The stage is dark, murky as a lone figure dances across the floor, only to awake on a bed, he was just dreaming. He’s a bartender at The Midnight Bell, a dingy pub, where a mix of characters seek solace, eager to find love and that connection with another person.

From the onset we are captivated and fully immersed in each character, as they move effortlessly across the stage, all through the power of dance. We get to see the giddiness of new love, the joy, the desire, and anguish that it can bring.

Each dancer has their own story. A barmaid who foolishly agrees to marry a much older man, whilst secretly in love with a bartender, who is enthralled by a prostitute, an older lady fleeced by a dashing cad, a schizophrenic who is tortured soul being tormented by an out of work actress, who has a fondness for other men and a secretly gay couple.

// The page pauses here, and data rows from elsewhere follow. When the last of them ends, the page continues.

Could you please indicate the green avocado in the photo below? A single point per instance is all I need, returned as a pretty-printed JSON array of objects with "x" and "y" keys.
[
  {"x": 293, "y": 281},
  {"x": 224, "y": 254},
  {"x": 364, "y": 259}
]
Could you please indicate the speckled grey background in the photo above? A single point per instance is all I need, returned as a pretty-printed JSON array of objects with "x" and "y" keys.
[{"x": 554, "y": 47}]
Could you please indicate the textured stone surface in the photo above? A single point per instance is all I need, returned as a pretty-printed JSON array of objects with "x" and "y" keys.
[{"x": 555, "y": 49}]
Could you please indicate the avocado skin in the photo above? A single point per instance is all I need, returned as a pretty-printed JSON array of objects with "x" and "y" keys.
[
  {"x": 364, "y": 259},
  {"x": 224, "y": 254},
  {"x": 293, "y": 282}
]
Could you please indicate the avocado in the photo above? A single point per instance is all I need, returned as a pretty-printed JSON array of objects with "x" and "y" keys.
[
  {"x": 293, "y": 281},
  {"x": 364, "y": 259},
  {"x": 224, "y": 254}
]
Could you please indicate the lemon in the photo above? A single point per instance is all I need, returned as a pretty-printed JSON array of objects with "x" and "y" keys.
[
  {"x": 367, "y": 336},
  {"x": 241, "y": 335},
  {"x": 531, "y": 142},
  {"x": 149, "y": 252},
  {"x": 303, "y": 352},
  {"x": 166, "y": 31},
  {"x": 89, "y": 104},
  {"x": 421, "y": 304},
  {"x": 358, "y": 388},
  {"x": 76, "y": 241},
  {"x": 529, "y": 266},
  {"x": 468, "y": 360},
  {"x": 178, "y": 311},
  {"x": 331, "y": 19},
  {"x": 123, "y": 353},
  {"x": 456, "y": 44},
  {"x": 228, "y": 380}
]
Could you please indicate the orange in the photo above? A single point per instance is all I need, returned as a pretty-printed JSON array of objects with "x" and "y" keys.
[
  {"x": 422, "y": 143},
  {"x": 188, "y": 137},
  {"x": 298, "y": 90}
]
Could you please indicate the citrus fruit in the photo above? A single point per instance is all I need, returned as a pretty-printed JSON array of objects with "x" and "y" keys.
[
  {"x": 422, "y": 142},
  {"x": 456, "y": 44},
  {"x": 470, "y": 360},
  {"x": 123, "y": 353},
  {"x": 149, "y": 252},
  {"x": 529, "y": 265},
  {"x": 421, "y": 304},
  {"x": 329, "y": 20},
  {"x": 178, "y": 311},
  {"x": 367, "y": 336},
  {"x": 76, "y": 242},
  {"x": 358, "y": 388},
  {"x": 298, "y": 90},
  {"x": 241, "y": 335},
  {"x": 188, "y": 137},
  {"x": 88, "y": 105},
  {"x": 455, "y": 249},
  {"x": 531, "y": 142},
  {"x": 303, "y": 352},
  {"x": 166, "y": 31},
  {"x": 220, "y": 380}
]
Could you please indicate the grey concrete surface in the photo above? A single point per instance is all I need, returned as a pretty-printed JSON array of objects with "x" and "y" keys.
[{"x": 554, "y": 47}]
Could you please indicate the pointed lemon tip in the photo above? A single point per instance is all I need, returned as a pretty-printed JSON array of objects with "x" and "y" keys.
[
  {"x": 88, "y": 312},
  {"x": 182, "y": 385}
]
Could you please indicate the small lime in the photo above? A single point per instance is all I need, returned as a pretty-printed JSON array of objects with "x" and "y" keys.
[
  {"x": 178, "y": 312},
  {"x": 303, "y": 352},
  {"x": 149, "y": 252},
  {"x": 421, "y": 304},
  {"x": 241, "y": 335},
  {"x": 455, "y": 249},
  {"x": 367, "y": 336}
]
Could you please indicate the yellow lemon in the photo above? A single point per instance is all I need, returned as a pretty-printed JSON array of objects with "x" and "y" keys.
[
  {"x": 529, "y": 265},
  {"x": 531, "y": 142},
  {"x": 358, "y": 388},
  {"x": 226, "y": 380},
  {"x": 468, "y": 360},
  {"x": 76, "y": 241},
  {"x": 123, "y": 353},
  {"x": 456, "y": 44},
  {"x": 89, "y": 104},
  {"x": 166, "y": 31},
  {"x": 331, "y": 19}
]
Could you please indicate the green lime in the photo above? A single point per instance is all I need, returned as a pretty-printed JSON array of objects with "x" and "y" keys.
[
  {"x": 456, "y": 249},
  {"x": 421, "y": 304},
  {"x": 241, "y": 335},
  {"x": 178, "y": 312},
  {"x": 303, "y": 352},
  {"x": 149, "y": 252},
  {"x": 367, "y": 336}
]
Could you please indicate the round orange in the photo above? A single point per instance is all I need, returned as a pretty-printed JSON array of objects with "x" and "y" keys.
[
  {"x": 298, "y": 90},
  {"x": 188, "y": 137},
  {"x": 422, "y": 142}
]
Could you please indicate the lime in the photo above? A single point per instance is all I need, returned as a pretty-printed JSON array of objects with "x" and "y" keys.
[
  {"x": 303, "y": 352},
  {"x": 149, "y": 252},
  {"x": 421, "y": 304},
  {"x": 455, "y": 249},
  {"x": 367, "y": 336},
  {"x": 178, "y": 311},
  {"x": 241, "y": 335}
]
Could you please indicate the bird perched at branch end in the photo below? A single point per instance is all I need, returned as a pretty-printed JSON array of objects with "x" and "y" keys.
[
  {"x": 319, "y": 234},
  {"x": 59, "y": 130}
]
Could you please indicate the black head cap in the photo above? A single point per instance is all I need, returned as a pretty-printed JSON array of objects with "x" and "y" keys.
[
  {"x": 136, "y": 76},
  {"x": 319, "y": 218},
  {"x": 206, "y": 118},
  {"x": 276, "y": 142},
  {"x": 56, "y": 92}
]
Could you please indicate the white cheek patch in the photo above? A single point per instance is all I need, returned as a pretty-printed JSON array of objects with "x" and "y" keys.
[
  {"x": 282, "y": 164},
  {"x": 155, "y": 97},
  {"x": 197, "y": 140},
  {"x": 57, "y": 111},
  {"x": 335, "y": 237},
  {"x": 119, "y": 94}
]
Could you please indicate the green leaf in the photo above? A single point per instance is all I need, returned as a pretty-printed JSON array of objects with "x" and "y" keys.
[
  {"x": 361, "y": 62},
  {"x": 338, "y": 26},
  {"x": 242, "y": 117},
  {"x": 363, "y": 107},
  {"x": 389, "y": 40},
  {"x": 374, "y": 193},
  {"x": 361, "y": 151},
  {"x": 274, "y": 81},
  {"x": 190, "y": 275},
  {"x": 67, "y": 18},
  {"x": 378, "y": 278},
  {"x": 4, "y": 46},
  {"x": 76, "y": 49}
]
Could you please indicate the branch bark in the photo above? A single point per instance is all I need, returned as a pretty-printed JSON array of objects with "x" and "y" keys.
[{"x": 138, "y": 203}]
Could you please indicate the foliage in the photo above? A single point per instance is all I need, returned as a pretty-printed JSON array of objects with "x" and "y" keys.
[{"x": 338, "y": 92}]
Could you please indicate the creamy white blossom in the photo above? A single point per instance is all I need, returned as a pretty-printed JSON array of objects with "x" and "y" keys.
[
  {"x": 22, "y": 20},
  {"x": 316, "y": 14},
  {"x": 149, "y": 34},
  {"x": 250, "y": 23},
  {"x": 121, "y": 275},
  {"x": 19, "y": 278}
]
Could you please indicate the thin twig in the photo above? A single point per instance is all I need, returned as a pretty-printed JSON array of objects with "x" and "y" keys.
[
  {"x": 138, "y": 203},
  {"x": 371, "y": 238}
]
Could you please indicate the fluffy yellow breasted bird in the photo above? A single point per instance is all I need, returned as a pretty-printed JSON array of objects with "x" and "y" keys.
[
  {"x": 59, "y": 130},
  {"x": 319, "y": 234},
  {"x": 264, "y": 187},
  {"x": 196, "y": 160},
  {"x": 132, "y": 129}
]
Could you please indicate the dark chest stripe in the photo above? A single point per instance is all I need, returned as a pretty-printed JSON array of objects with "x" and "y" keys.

The forbidden love that these two have at a time when homosexuality was illegal is gripping, the emotion and turmoil that runs through them is palatable.

The dancers told the story with effortless ease, fluid in every movement. They took us on a journey of wanting to find love, often unrequited, the anguish of when it all went so horribly wrong. We were left feeling there is some hope, with the spinster gaining confidence, and just maybe the gay couple can really be together.

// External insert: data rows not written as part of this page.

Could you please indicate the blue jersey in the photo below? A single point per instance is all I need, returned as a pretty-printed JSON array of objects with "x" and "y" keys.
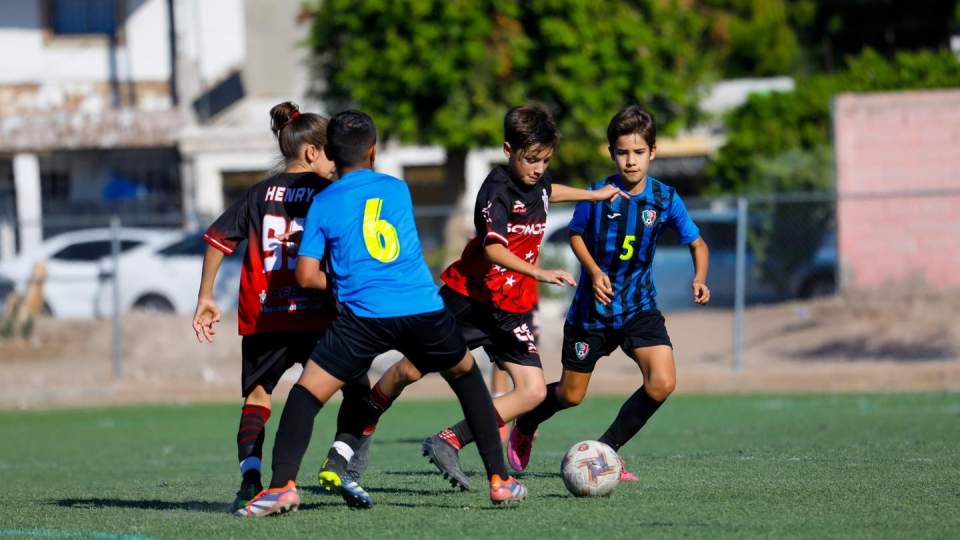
[
  {"x": 365, "y": 222},
  {"x": 621, "y": 237}
]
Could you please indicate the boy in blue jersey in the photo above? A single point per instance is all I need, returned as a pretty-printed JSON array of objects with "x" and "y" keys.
[
  {"x": 614, "y": 304},
  {"x": 364, "y": 224}
]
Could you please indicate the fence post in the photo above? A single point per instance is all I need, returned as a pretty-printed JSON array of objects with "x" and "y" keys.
[
  {"x": 739, "y": 287},
  {"x": 117, "y": 346}
]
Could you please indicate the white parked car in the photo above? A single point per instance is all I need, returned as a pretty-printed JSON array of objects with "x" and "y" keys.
[
  {"x": 165, "y": 277},
  {"x": 73, "y": 264}
]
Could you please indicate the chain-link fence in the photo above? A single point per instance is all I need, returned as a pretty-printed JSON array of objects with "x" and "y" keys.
[{"x": 764, "y": 250}]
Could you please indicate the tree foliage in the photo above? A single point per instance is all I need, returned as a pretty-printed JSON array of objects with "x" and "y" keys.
[
  {"x": 781, "y": 141},
  {"x": 445, "y": 71}
]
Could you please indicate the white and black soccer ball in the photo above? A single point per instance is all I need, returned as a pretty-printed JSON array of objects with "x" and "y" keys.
[{"x": 590, "y": 469}]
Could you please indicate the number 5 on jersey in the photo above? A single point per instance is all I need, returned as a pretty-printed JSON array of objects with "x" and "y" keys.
[
  {"x": 379, "y": 235},
  {"x": 627, "y": 247}
]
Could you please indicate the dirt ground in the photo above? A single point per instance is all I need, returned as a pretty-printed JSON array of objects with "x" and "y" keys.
[{"x": 840, "y": 344}]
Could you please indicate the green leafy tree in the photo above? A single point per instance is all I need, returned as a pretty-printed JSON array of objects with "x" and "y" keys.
[
  {"x": 780, "y": 141},
  {"x": 445, "y": 72}
]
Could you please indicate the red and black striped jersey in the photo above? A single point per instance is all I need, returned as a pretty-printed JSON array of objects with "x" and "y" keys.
[
  {"x": 270, "y": 216},
  {"x": 511, "y": 214}
]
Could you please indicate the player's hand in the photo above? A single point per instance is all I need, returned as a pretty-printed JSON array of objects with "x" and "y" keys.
[
  {"x": 555, "y": 277},
  {"x": 610, "y": 193},
  {"x": 701, "y": 293},
  {"x": 602, "y": 289},
  {"x": 206, "y": 315}
]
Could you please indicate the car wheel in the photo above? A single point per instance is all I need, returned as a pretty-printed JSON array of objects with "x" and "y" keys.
[{"x": 153, "y": 303}]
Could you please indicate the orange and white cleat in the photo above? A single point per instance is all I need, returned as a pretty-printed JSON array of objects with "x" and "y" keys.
[
  {"x": 272, "y": 501},
  {"x": 506, "y": 491}
]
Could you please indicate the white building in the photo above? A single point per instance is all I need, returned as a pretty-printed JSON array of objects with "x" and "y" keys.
[{"x": 156, "y": 110}]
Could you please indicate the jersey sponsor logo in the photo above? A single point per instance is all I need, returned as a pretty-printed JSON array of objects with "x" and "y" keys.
[
  {"x": 524, "y": 335},
  {"x": 649, "y": 217},
  {"x": 283, "y": 194},
  {"x": 486, "y": 213},
  {"x": 534, "y": 229}
]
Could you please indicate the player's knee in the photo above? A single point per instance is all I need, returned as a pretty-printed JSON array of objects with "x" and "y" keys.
[
  {"x": 533, "y": 395},
  {"x": 660, "y": 386},
  {"x": 569, "y": 398},
  {"x": 258, "y": 396},
  {"x": 407, "y": 373}
]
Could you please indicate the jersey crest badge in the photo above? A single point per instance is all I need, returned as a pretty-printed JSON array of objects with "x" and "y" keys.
[{"x": 649, "y": 217}]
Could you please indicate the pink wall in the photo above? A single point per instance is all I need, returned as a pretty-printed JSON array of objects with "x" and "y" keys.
[{"x": 886, "y": 145}]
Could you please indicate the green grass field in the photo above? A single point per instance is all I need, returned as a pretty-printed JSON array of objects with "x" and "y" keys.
[{"x": 710, "y": 466}]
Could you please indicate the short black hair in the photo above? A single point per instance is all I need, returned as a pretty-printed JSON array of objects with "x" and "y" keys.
[
  {"x": 633, "y": 119},
  {"x": 350, "y": 134},
  {"x": 530, "y": 126}
]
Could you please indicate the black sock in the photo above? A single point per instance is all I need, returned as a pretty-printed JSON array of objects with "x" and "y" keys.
[
  {"x": 632, "y": 416},
  {"x": 355, "y": 412},
  {"x": 293, "y": 435},
  {"x": 462, "y": 430},
  {"x": 481, "y": 418},
  {"x": 550, "y": 406}
]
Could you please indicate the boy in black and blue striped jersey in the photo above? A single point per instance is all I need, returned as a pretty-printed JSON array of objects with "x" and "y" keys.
[{"x": 615, "y": 302}]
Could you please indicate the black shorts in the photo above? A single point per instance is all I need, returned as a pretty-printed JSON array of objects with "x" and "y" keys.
[
  {"x": 583, "y": 348},
  {"x": 505, "y": 336},
  {"x": 431, "y": 341},
  {"x": 266, "y": 357}
]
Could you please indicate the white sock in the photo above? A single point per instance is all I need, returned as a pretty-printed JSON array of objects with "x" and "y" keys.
[{"x": 249, "y": 463}]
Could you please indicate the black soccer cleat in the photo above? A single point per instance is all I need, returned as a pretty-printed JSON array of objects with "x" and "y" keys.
[
  {"x": 335, "y": 479},
  {"x": 447, "y": 460}
]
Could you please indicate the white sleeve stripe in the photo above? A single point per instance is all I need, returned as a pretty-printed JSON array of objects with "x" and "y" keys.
[
  {"x": 496, "y": 236},
  {"x": 217, "y": 245}
]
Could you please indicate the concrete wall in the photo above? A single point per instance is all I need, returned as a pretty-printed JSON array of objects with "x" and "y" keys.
[{"x": 898, "y": 179}]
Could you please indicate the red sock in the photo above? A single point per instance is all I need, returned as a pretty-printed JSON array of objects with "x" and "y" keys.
[
  {"x": 451, "y": 438},
  {"x": 250, "y": 433}
]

The soundtrack is interwoven with songs from the 30’s, which are mimed by the dancers, depicts the era perfectly. Sound is also used with great effect to depict a couple of schizophrenic episodes. Be warned this is an ear piercing, high-pitched noise.

The set is so very clever providing you with the atmosphere of the seediness of Soho at the time. Changes of scenery are executed with flawless effect, the use of window frames and a sign for a phone box being lowered and raised, lit up signs depicting rooms, dance hall and cinema, flicker on and off as the story unfold. On the stage table and chairs, a park bench come and go, as does the bar, the props are moved about with ease by the dancers. It is amazing to see scene changes being choreographed so well within the dance.

The Midnight Bell is a superb show, and the dancers seriously impress, not only with the dancing but the story telling, compelling to watch. Who needs words?

Bourne has stated that he believes that he has one big show left in him, we hope so, we’re certainly not ready for this to be his last swansong.